Manga Review: Mashle – Magic and Muscles by Hajime Kōmoto

Mashle – Magic and Muscles (Henceforth shortened to just Mashle) first hit my public radar with the launch of the collected chapters here in Italy. When I read the premise in Wiki, I wrote it off as a Harry Potter knockoff. That was a mistake because while Mashle is a parody of Harry Potter, Mash Burndead is more closely related to Goku than he is to JK Rowling’s now massively saturated franchise. (Bee tee dubs: I’ll be referencing Dragonball a lot for this review.) What’s more, Mash Burndead proves over and over that while he’s lacking in the brains department, he has so much heart power that even his enemies are eventually swayed by his convictions.

So, let’s set the stage with some minor spoilers from the first chapter. Mash Burndead is a person without magic in a world where everyone has an affinity for it to some degree. This is because people born without magic are killed at birth. But Mash was found abandoned by a magicless hermit in a forest and hidden away from the world. His Pops began training him to be at peak physical condition in case he needed to defend himself, and as the story opens, teenage Mash’s workout routine is…it’s a lot.

After finishing his staggeringly impressive morning workout, Mash decides to go into town to buy cream puffs, where he is identified as someone lacking magic. When a detective shows up at Pops’ cottage to deal with him, Mash simply swats away his spells.
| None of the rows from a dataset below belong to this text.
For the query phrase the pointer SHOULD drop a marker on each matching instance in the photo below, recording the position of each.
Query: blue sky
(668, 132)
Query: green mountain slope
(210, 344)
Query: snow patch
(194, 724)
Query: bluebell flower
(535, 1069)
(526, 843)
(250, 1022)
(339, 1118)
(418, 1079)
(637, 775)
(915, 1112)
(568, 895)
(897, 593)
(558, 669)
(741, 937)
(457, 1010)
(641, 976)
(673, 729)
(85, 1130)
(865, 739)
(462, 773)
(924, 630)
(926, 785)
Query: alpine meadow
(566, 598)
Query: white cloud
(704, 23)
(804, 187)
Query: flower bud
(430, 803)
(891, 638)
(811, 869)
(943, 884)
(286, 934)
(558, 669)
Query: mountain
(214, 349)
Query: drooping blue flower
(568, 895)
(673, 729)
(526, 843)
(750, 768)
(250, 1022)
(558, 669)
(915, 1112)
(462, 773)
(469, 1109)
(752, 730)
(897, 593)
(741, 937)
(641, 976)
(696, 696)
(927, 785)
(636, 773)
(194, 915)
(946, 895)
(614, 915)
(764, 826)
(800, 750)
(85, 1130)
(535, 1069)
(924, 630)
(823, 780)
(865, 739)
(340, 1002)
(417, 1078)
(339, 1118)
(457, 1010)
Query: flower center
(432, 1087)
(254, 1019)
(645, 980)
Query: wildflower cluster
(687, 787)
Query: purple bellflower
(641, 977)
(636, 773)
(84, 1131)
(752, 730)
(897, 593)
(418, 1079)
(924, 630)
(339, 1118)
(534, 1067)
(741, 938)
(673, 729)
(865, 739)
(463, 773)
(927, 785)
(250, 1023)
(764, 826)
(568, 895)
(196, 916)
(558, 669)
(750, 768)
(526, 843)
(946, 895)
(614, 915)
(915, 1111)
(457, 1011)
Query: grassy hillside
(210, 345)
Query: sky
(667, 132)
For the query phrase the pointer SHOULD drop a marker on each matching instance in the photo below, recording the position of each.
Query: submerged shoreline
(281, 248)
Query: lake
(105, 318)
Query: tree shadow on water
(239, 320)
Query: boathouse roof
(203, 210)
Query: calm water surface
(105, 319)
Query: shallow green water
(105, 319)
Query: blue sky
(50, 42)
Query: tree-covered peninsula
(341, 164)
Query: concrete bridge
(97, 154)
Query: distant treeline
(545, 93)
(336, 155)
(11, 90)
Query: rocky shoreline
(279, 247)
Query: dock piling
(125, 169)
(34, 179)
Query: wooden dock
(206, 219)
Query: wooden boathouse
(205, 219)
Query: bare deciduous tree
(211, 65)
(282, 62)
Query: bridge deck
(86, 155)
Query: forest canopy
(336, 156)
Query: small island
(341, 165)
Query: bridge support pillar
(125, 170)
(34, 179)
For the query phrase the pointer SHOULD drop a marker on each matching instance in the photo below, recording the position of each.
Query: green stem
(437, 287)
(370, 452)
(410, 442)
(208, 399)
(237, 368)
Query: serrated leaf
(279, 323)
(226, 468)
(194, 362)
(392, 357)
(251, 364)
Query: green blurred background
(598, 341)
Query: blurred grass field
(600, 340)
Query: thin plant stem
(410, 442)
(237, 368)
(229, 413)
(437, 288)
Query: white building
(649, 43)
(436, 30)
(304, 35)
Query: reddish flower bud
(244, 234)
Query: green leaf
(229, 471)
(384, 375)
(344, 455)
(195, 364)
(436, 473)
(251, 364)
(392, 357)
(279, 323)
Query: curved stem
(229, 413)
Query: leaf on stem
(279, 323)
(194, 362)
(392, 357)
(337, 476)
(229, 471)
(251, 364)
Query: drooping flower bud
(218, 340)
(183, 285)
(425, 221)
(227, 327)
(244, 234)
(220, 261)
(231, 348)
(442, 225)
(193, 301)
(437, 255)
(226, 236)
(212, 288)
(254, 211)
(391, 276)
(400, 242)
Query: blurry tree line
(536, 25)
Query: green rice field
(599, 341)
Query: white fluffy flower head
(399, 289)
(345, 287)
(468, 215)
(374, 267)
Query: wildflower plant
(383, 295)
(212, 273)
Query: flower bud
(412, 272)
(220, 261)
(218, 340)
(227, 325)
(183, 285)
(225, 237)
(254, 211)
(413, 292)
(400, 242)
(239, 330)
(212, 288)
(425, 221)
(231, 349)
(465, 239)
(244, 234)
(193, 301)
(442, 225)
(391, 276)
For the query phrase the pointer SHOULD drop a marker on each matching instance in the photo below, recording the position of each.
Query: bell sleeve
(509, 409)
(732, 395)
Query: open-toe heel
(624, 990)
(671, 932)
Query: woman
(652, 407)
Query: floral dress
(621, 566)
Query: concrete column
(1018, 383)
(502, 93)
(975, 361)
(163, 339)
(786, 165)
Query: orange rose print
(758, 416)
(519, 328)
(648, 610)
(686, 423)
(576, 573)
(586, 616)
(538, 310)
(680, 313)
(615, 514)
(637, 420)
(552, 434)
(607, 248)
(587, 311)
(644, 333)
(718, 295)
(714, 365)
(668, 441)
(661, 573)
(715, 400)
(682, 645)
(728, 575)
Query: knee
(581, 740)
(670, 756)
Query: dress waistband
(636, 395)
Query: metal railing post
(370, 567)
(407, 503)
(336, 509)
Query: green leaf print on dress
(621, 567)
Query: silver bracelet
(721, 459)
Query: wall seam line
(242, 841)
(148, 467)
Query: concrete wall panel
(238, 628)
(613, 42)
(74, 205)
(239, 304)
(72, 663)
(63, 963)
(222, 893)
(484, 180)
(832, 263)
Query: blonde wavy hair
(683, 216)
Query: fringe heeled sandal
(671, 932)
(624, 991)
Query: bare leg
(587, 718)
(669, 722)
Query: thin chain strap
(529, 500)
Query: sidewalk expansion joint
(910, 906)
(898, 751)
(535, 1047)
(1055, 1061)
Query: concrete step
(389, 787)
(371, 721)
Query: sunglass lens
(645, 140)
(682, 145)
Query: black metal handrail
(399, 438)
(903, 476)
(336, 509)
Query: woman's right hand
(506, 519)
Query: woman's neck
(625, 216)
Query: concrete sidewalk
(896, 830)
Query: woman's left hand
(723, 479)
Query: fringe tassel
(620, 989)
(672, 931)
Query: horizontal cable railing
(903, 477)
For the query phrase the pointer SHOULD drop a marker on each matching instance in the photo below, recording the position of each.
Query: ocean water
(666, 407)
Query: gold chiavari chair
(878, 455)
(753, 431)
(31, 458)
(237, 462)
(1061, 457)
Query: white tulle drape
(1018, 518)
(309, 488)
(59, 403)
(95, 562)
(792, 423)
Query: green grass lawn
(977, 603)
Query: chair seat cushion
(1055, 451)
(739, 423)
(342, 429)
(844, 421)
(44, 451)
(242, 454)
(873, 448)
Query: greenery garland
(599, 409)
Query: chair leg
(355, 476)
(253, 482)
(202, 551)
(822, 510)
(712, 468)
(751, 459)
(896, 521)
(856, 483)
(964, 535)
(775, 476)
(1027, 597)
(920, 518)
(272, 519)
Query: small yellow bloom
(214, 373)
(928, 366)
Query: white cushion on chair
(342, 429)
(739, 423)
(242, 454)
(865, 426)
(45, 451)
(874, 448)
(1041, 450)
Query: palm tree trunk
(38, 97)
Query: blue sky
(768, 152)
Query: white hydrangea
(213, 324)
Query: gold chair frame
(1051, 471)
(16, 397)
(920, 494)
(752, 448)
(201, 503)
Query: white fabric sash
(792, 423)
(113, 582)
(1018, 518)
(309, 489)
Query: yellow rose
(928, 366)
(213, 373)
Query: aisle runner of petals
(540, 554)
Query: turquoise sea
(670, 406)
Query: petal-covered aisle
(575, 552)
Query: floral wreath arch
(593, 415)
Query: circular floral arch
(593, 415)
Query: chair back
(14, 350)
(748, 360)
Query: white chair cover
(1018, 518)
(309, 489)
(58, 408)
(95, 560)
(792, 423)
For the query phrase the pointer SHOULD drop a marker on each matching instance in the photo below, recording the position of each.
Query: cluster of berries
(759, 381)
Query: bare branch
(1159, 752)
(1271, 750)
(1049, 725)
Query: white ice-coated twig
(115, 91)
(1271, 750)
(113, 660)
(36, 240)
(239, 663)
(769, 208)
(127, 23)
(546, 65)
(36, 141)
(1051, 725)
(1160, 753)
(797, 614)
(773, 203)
Impressed by his level of physical strength, the detective suggests that if Mash wants to keep himself and his Pops safe, he will enter magic school and become the Divine Visionary, an honor bestowed upon one student every year for being the most powerful magic user. The detective’s logic is that if Mash can reach this hallowed peak in the wizard world, everyone will have to accept him. And so hilarious hijinks ensue.

The comedy is what initially pulled me through binge reading the first chapters, waiting through the smaller chuckles to get to the one really hilarious punchline. (Sometimes even involving an actual punch as their punctuation…punchuation? I digress.) Mash passes his first entrance exam by literally intimidating a magic spell into compliance. He makes it into the school and soon makes friends with Finn Raymes and Dot Barrett. Finn is very much a Ronald Weasley  mixed with Krillin. He’s the only one who can see Mash move at superhuman speeds, so as the villains of each chapter ask “How is he beating me?” Finn is narrating internally how each trick was accomplished.

Meanwhile Dot has no Harry Potter equivalent, but he is a bit like Piccolo. At first a rival to Mash, Dot hates all “pretty boys” because they are hoarding all the ladies. (Compared to the school’s many truly pretty boys, Mash is kinda plain.) Dot wants to see himself as the main character of the story, but can’t escape his place as a sidekick and so eventually accepts it. Normally he’s not that powerful, but when motivated by the right emotion, his power level can spike to challenge enemies normally way above his pay grade. You know, like Piccolo.

There’s so many other characters I could gush about, but they’re all spoilers that should be enjoyed as they arrive. What’s important to note is how each new arrival is dismissive of Mash until he trounces them. Then he either helps pick them up off the ground, or when another magic user tries to exterminate them, Mash trashes that new arrival, AND THEN helps pick up the wizard they just saved. And that kind of heroism blows each character’s mind. Even if they were just bad mouthing him, he has such respect for them and their point of view that he ends up converting them to his team. You know, like Goku does with so many of his enemies.

I’m up to chapter 100 of 170, and by that point, Mash’s origins have already been revealed, and it’s a nifty twist indeed. Also, at these later chapters, every threat has reached the point that Mash is being genuinely tested rather than treating the fights as an endless cake walk. Because I’m binging this, I expect to reach the current chapter in a few days, at which point, I’ll be forced to read chapters as they come out, and man, that’s gonna be some low-level torture, for sure.

The art style is somewhat similar to One Punch Man, in that lots of scenes are very detailed and dynamic until some point when Mash has a simpleton moment, and the artist plays up his dumbness by simplifying all the details around him. It’s cute, and adds a lot of charm to the jokes in these moments.

I give Mashle – Magic and Muscles an enthusiastic 5 stars, and I would recommend it to fans of superhero comics who like a bit of levity blended in with their boss fights and drama. I really want to gush more about all the characters and the best fights, but again, that’s the kind of spoilers that would ruin both the action and the jokes. So get on Manga PLUS and add this to your favorites, or get them in the collected print versions. Either way, it’s a great story with plenty of surprises in store.